A TTP spokesman told
the BBC they had deliberately killed older pupils and not targeted "small
children".
BBC correspondents say
the Taliban statement is being seen as damage limitation after the attack was
universally condemned in Pakistan for its brutality.
The TTP also repeated
its earlier claim that only six attackers were sent, contradicting official
accounts that seven gunmen were killed. The militants say the attack was
revenge for the army's campaign against them, and that they chose the school as
a target because their families had also suffered heavy losses.
Scenes
of devastation
Reporters visiting the
school for the first time saw pools of blood marking the floor and torn
notebooks, clothing and shoes among the debris.
"This is not a
human act,'' military spokesman Major General Asim Bajwa said during a tour of
the school, the Associated Press reports. "This is a national
tragedy."
Seven Taliban attackers wearing
bomb vests cut through a wire fence to gain entry to the school, before
launching an attack on an auditorium where children were taking an exam.
Gunmen
then went from room to room at the military-run school, shooting pupils and
teachers where they found them in a siege that lasted eight hours, survivors
say.
A total
of 125 people were wounded at Peshawar's Army Public
School, which teaches boys and girls from both military and
civilian backgrounds. All seven attackers were killed, while hundreds of people
were evacuated.
Mohammad Hilal, a student in
the 10th grade, was shot three times in his arm and legs when the gunmen stormed the school
auditorium.
"I
think I passed out for a while. I thought I was dreaming. I wanted to move but
felt paralysed. Then I came to and realised that actually two other boys had
fallen on me. Both of them were dead," he told the BBC.
Zulfiqar
Ahmad, 45, the head of the mathematics department who was shot four times
during the attack told the BBC he did not believe any of the 18 students in his
class had survived.
The
victims are also being mourned elsewhere, with India's parliament observing a
minute's silence in their honour.
India's
Prime Minister Narendra Modi offered his country's "deepest
condolences".
Pakistani embassies
worldwide have lowered their flags to half-mast and opened books of condolences.
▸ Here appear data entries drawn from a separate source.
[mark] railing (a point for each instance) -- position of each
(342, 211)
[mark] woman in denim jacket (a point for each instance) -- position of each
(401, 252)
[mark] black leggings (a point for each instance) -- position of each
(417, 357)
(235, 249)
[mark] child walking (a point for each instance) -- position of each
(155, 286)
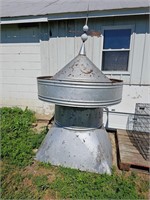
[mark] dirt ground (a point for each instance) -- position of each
(48, 120)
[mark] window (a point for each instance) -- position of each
(116, 48)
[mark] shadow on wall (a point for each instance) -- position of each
(34, 32)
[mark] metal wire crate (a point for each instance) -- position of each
(138, 127)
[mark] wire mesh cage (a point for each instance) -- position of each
(138, 127)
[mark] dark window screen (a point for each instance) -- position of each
(116, 60)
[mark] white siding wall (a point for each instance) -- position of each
(20, 64)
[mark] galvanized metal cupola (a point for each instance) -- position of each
(80, 91)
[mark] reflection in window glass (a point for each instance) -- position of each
(117, 39)
(116, 49)
(115, 60)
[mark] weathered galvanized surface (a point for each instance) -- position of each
(84, 149)
(78, 117)
(79, 94)
(80, 83)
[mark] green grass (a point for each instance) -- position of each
(23, 178)
(17, 138)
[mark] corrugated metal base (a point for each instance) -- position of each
(87, 150)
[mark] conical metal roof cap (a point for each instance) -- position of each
(81, 69)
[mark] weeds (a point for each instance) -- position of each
(17, 138)
(18, 141)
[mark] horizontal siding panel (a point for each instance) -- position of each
(22, 65)
(21, 73)
(19, 48)
(20, 57)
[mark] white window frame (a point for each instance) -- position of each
(132, 27)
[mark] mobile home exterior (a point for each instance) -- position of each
(40, 37)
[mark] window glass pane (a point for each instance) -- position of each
(117, 39)
(115, 60)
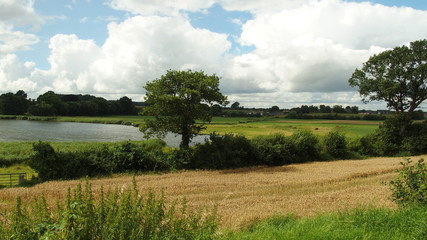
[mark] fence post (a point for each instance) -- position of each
(21, 178)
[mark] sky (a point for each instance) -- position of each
(271, 52)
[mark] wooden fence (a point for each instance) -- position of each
(12, 179)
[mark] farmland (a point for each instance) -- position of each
(245, 196)
(250, 194)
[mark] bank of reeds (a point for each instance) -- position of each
(113, 214)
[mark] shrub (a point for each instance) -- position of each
(306, 146)
(275, 149)
(410, 186)
(98, 160)
(415, 140)
(111, 215)
(45, 161)
(222, 152)
(335, 144)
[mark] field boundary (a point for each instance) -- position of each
(12, 179)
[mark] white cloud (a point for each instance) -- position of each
(314, 47)
(162, 7)
(19, 12)
(15, 76)
(304, 50)
(83, 19)
(12, 41)
(138, 50)
(141, 49)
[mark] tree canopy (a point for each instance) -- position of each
(179, 99)
(397, 76)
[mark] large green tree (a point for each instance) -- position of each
(180, 102)
(398, 77)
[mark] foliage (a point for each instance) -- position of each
(111, 215)
(222, 152)
(410, 187)
(14, 104)
(370, 223)
(97, 160)
(52, 104)
(396, 76)
(306, 145)
(335, 144)
(177, 100)
(275, 150)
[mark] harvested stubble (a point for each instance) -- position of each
(248, 194)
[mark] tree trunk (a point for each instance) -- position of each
(185, 138)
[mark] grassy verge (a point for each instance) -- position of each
(248, 127)
(387, 224)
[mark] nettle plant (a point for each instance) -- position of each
(410, 187)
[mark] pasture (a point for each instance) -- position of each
(244, 196)
(250, 127)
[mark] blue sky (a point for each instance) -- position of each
(271, 52)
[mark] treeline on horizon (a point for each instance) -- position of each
(52, 104)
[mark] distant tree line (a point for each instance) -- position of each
(52, 104)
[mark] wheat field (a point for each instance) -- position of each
(243, 196)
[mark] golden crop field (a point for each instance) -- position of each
(243, 196)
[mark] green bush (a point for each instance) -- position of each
(415, 140)
(306, 146)
(223, 152)
(111, 215)
(410, 187)
(275, 150)
(97, 160)
(335, 144)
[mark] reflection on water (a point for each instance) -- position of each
(21, 130)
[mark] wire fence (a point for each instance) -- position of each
(12, 179)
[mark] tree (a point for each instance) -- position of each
(235, 105)
(398, 77)
(274, 109)
(14, 104)
(177, 100)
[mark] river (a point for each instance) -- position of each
(23, 130)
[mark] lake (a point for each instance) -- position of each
(23, 130)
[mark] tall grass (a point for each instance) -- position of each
(377, 224)
(117, 214)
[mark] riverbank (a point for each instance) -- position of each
(119, 119)
(248, 127)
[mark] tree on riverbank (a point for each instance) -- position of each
(14, 104)
(398, 77)
(177, 100)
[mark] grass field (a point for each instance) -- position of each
(248, 127)
(262, 126)
(244, 196)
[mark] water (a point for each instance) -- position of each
(22, 130)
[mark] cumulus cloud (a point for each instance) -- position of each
(315, 46)
(15, 75)
(12, 41)
(138, 50)
(141, 49)
(19, 12)
(304, 50)
(163, 7)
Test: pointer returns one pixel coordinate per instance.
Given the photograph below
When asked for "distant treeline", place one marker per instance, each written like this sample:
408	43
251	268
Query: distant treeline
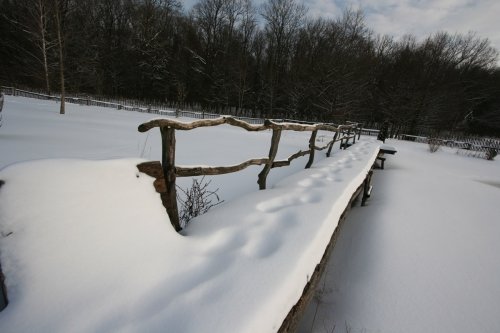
275	61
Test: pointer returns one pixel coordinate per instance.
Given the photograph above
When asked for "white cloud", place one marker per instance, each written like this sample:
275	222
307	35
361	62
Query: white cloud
424	17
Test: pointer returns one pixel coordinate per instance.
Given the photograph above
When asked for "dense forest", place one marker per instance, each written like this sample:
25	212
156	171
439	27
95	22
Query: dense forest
230	56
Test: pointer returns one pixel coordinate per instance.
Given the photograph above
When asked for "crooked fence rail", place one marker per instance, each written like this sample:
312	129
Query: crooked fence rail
166	172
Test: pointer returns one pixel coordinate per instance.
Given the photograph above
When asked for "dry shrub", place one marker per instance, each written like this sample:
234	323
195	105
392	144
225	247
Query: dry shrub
196	200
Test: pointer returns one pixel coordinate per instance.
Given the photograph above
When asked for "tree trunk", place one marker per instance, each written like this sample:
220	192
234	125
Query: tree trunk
61	63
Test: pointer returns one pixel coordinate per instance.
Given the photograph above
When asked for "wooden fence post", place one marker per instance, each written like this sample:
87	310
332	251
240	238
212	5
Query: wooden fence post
169	198
3	291
275	140
331	144
312	142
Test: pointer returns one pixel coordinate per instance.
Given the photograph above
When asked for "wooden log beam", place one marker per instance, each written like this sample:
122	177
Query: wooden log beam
331	144
268	124
220	170
282	163
178	125
152	169
169	198
312	141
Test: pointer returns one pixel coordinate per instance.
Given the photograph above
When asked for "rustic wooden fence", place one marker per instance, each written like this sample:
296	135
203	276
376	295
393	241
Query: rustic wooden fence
166	172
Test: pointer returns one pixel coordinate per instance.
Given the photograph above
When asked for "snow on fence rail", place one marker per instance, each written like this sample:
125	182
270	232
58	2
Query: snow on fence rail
122	106
166	172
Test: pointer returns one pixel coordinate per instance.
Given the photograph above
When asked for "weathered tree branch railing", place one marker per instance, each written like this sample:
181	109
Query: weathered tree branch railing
167	172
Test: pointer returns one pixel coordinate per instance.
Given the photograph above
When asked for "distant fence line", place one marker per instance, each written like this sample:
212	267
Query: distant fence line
138	107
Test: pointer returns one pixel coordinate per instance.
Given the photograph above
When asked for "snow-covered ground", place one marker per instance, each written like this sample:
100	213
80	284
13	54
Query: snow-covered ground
423	255
86	245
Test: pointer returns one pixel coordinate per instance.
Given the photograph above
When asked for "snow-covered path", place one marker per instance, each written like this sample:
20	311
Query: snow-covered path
423	255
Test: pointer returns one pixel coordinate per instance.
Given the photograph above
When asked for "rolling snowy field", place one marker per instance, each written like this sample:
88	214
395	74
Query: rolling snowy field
86	245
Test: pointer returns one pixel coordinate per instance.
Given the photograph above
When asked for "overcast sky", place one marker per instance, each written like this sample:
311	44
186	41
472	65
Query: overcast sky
417	17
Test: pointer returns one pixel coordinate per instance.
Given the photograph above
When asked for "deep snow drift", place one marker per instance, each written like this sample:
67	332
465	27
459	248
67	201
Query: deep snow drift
423	255
87	247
16 December 2014: Taliban attack on school in
Peshawar leaves at least 141 people dead, 132 of them children
22
September 2013: Militants
linked to the Taliban kill at least 80 people at
a church in Peshawar, in one of the worst attacks on Christians
10
January 2013: Militant
bombers target the Hazara Shia Muslim minority in the city of Quetta, killing 120 at
a snooker hall and on a street
28 May
2010: Gunmen
attack two mosques of the minority Ahmadi Islamic sect in Lahore, killing more
than 80 people
18
October 2007: Twin
bomb attack at a rally for Benazir Bhutto in Karachi leaves at least 130 dead. Unclear if Taliban
behind attack
In Afghanistan itself,
the local Taliban described the school attack as un-Islamic and said they were
sending condolences to the families of the victims.
The Afghan Taliban are
currently stepping up their own attacks in Afghanistan and share roots with the
Pakistani Taliban and usually share the same ideology too, the BBC's Mike
Wooldridge reports from Kabul.
Hundreds of Taliban
fighters are thought to have died in the recent Pakistan army offensive in the
Khyber area and North Waziristan, regions close to the Afghan border.